Last September, the French locomotive manufacturer Alstom carried out its first demonstration in Chemnitz, Germany. Proving a success, the region, Central Saxony, quickly purchased 29 of the battery-powered electric trains for its network.

Following from the Alstom demonstration in Saxony, other German regions have also made the move to adopt battery-electric trains for local passenger rail transport.

Alstom and Deutsche Bahn boarded passengers on the very first approved electric train in Baden-Württemberg at the end of January, with additional tests carried out in Bavaria in early February and plans for all routes to be operational by early May.

While the current implementation of passenger trains in Germany do not make the network fully battery-powered, they are a significant and essential step towards meeting sustainability goals. Baden-Württemberg is aiming to eventually entirely electrify the state’s rail network, and Bavaria is progressively replacing diesel trains with emission-free vehicles in efforts to become fully climate neutral by 2040.

As ingenious as battery-electric trains are, there are several existing issues that have prevented them from becoming fully integrated into our transport systems.

Battery-powered trains face the same problem as battery-powered cars: a lack of charging stations.

There are several possible solutions, firstly, that charging stations can be placed anywhere along the tracks, and as freight trains already make numerous stops along their journey, these periods can be used to recharge or even completely swap out the battery.

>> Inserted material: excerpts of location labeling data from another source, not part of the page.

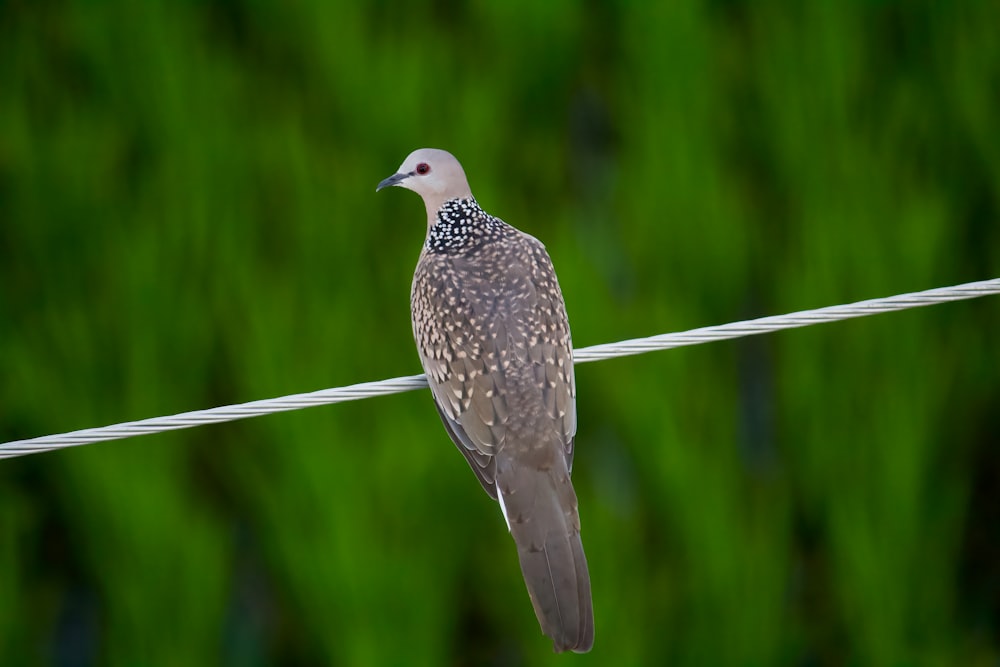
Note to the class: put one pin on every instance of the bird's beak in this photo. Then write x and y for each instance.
(395, 179)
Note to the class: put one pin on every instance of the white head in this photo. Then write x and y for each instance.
(433, 174)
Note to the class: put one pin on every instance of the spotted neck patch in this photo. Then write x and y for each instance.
(462, 225)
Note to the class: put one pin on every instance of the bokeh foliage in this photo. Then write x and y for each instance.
(188, 218)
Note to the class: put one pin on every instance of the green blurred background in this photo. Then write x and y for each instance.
(188, 219)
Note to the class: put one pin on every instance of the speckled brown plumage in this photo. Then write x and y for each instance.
(494, 340)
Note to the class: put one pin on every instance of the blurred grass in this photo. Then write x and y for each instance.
(187, 218)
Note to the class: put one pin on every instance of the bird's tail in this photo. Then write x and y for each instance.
(541, 511)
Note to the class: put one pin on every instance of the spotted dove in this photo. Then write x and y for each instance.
(491, 330)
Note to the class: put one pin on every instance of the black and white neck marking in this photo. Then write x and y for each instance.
(461, 225)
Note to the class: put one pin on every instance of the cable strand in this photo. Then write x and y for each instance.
(594, 353)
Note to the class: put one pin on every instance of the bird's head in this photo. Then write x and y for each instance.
(433, 174)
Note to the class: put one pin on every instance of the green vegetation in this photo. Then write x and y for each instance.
(188, 219)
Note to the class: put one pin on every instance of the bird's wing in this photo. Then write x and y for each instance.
(552, 357)
(470, 339)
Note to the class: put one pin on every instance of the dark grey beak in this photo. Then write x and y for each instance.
(395, 179)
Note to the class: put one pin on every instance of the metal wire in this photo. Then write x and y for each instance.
(595, 353)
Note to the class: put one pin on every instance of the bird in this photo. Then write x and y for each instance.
(491, 330)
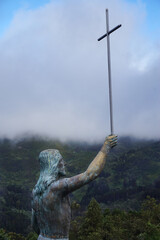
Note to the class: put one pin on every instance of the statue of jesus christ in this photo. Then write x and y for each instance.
(51, 210)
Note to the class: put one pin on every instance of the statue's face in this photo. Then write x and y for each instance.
(61, 167)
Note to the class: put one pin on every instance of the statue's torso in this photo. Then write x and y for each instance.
(53, 213)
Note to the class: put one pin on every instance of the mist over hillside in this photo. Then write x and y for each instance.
(131, 173)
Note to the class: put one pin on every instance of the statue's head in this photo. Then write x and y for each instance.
(51, 163)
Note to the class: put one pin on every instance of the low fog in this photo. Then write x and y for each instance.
(53, 72)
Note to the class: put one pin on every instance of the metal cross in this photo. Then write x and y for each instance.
(109, 65)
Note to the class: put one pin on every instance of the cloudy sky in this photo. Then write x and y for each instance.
(53, 71)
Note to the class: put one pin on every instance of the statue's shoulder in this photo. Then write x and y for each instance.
(59, 185)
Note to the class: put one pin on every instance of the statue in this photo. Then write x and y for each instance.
(51, 212)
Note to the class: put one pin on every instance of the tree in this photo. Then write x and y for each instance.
(91, 227)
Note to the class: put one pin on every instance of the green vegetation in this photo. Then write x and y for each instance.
(130, 175)
(118, 224)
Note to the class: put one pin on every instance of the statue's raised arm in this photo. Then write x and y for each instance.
(51, 210)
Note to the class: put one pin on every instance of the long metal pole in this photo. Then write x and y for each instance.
(109, 72)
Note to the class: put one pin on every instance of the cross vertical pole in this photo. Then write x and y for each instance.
(109, 72)
(108, 32)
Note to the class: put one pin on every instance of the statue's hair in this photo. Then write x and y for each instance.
(49, 160)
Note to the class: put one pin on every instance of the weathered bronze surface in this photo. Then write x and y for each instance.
(51, 210)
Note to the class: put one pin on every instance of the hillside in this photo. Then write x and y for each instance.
(131, 173)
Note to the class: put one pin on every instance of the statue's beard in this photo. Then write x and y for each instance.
(62, 173)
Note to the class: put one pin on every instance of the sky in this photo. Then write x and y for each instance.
(54, 76)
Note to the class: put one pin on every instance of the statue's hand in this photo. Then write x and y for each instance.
(111, 141)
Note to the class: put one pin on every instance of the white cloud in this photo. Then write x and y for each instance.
(53, 72)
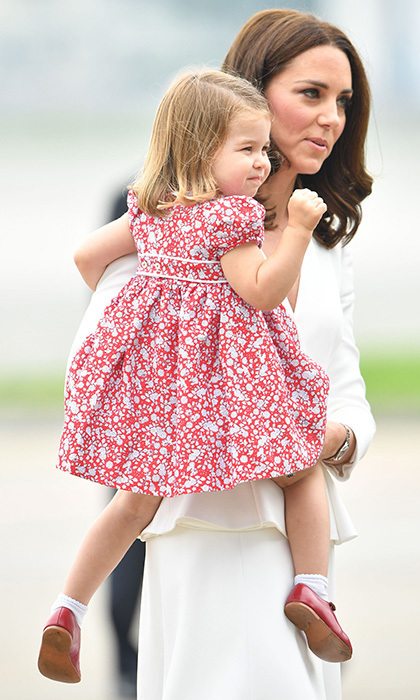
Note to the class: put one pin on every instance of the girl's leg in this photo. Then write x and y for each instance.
(107, 541)
(308, 530)
(307, 520)
(103, 547)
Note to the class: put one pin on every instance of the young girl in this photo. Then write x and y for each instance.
(194, 379)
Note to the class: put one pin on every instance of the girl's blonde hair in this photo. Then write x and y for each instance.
(190, 126)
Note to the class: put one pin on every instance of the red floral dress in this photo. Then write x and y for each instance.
(184, 387)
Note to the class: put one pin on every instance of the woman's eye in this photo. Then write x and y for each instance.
(344, 102)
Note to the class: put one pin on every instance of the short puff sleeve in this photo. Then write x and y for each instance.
(238, 220)
(133, 210)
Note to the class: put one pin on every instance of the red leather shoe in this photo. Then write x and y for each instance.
(60, 648)
(315, 617)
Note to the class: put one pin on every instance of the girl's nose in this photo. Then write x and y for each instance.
(260, 160)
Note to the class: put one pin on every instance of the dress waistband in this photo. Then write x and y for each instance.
(182, 269)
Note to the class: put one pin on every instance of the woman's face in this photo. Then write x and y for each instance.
(308, 100)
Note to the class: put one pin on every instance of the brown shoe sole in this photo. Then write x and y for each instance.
(322, 641)
(54, 659)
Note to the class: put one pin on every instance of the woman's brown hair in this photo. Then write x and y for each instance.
(263, 48)
(190, 126)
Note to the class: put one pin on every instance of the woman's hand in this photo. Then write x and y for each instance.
(102, 247)
(335, 436)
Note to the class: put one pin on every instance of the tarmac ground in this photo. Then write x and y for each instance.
(44, 514)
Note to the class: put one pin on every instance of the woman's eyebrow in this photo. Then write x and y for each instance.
(319, 83)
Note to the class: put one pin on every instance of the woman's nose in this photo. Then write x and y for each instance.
(329, 116)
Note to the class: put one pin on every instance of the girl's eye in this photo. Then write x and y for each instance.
(312, 93)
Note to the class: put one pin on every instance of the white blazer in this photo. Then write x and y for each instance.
(324, 317)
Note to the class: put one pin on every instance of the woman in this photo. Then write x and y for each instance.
(218, 566)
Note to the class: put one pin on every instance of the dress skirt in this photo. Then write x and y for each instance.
(218, 571)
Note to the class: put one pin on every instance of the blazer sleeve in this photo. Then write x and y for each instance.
(347, 401)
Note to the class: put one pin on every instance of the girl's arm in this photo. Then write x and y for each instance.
(101, 247)
(265, 282)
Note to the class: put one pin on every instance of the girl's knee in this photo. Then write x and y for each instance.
(137, 504)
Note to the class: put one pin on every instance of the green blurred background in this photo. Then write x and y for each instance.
(80, 85)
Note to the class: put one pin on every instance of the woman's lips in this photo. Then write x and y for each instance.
(320, 144)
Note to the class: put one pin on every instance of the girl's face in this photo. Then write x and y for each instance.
(308, 100)
(241, 165)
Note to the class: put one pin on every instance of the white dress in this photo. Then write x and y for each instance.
(218, 565)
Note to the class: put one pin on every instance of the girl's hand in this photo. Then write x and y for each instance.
(305, 209)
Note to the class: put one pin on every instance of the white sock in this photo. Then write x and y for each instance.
(317, 582)
(79, 610)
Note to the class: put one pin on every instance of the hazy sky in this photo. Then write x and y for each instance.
(96, 54)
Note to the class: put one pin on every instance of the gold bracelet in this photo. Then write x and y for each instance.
(344, 447)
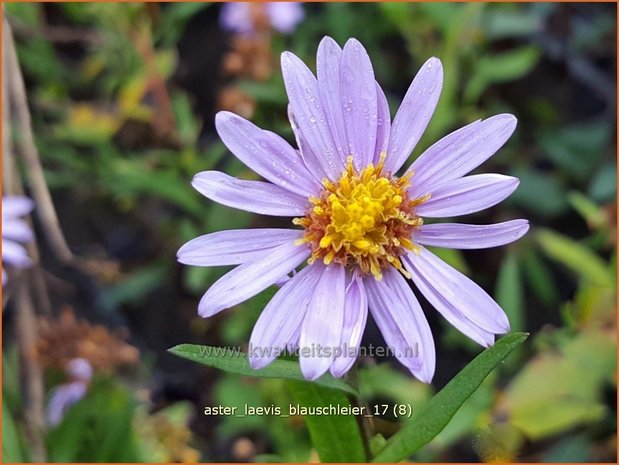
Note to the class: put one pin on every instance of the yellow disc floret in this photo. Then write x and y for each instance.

Another solution is based on the concept of regenerative braking. This allows the energy generated from the long, heavy train travelling with gravity to be captured from the braking process. Drawing from a similar braking system already used by hybrid cars, this would work even better with trains as they pull massive amounts of weight behind them and can produce much more kinetic energy, which can then be accumulated and stored.

A 2021 trial by Wabtec showed that a battery-electric train could travel 350 miles without stopping to recharge. Through regenerative braking, the batteries recharged by 20% when rolling downhill.

Studies have also shown that despite the newness of this technology, integrating it into our current rail systems is actually rather simple and affordable.

The Lawrence Berkeley National Laboratory and UCLA’s Institute of the Environment and Sustainability state that the existing electric motors in US diesel trains make them highly suited for retrofitting with battery power, and can be very quickly done, within a month. The existing infrastructure of German railways also allow the operation of battery-electric trains without any major changes.

Since 2016, Alstom has been working with the Technical University of Berlin. The research partnership works to develop, approve and operate battery-powered passenger trains, and to improve the economic viability of its implementation on mainline railways.

Significantly, they prepare recommendations on the public use of battery-powered passenger trains for politicians, operators and public authorities, a great example of how legislation can be developed in tandem with technological innovation and allows the latter to flourish.

Ultimately, battery-electric trains—both fully electric and hybrid—are a fascinating example of how modes of transport that are already considered relatively eco-friendly can always be improved. The major investments into the development of this technology we are witnessing, in various industries and so globally widespread, show how the green revolution is well and truly underway.